A especialista chama atenção para um problema recorrente: o crescente número de intervenções urbanísticas que escapam a processos de licenciamento formais tem incentivado soluções mais baratas e menos duradouras. O resultado é uma paisagem construída mais vulnerável quando a natureza demonstra maior intensidade.
Infraestruturas e mobilidade: ligação direta com saúde pública
Além das questões de solo e construção, Teles destaca a relação entre mobilidade e qualidade de vida. Cidades com maior nível de deslocamentos a pé tendem a apresentar melhores indicadores de saúde pública, observa ela, defendendo políticas que resgatem espaço urbano do automóvel e promovam modos de deslocação descarbonizados.
Para isso são necessárias estratégias amplas: planeamento de mobilidade integrado, políticas públicas de transporte coletivo robustas e intervenções rápidas que cruzem conhecimentos técnicos e ambientais. “Não faz sentido que cada área seja resolvida isoladamente; há que articular competências e agir com urgência”, afirma.

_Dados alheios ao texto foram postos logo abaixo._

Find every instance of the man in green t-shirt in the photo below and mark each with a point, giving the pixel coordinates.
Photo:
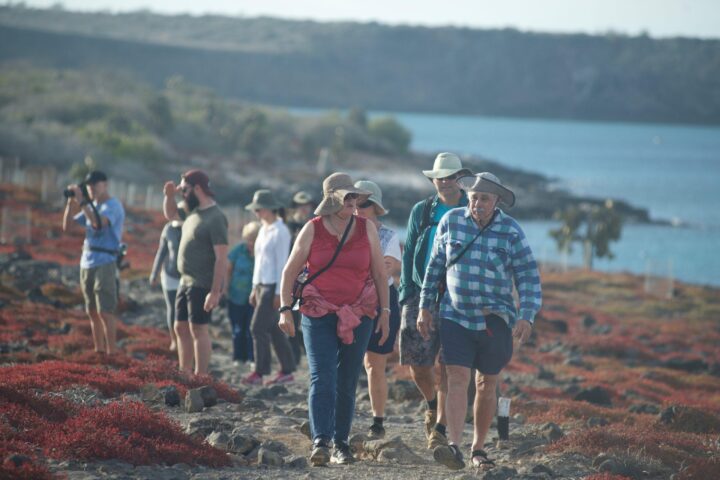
(202, 263)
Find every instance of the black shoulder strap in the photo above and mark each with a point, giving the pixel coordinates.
(427, 207)
(337, 252)
(457, 258)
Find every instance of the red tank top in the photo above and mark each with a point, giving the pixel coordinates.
(342, 283)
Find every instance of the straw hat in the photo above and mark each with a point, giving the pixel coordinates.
(446, 164)
(335, 188)
(375, 196)
(263, 199)
(488, 183)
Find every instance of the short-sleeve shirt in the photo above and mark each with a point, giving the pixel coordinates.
(107, 238)
(241, 278)
(203, 229)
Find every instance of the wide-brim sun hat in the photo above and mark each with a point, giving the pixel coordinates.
(335, 188)
(445, 165)
(488, 183)
(263, 199)
(375, 196)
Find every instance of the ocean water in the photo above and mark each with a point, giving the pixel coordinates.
(671, 170)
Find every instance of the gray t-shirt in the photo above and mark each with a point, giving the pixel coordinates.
(202, 230)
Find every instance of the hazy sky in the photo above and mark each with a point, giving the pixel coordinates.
(660, 18)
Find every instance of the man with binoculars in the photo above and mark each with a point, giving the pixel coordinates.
(90, 206)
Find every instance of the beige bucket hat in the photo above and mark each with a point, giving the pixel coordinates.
(263, 199)
(488, 183)
(375, 196)
(335, 188)
(446, 164)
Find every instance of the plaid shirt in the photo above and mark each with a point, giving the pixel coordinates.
(481, 282)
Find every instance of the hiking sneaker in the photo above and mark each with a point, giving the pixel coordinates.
(320, 455)
(253, 379)
(450, 456)
(281, 378)
(430, 421)
(376, 431)
(436, 439)
(342, 454)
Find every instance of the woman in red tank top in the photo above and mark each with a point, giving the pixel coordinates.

Agenda e articulação ibérica
Para provocar debate e partilha de práticas, a Rede de Cidades e Vilas que Caminham organiza a quarta edição do Congresso Nacional sobre mobilidade nos dias 26 e 27 de março, na Fundação Manuel António da Mota, no Porto. O encontro reunirá autoridades locais e nacionais e representantes de uma rede que já integra cerca de 50 cidades portuguesas e 150 espanholas.
O objetivo é discutir respostas políticas, trocas de experiência e soluções que coloquem o peão e o transporte coletivo no centro do planeamento urbano — numa abordagem que, segundo organizadores e especialistas, deve ganhar urgência face à maior frequência de eventos extremos.
As últimas tempestades servem, portanto, como alerta prático: sem alterações nos métodos de planeamento, materiais e na governação das obras, as cidades continuarão expostas. A aposta recomendada por técnicos passa por medidas imediatas e por uma visão integrada, que una clima, mobilidade, saúde pública e planeamento territorial.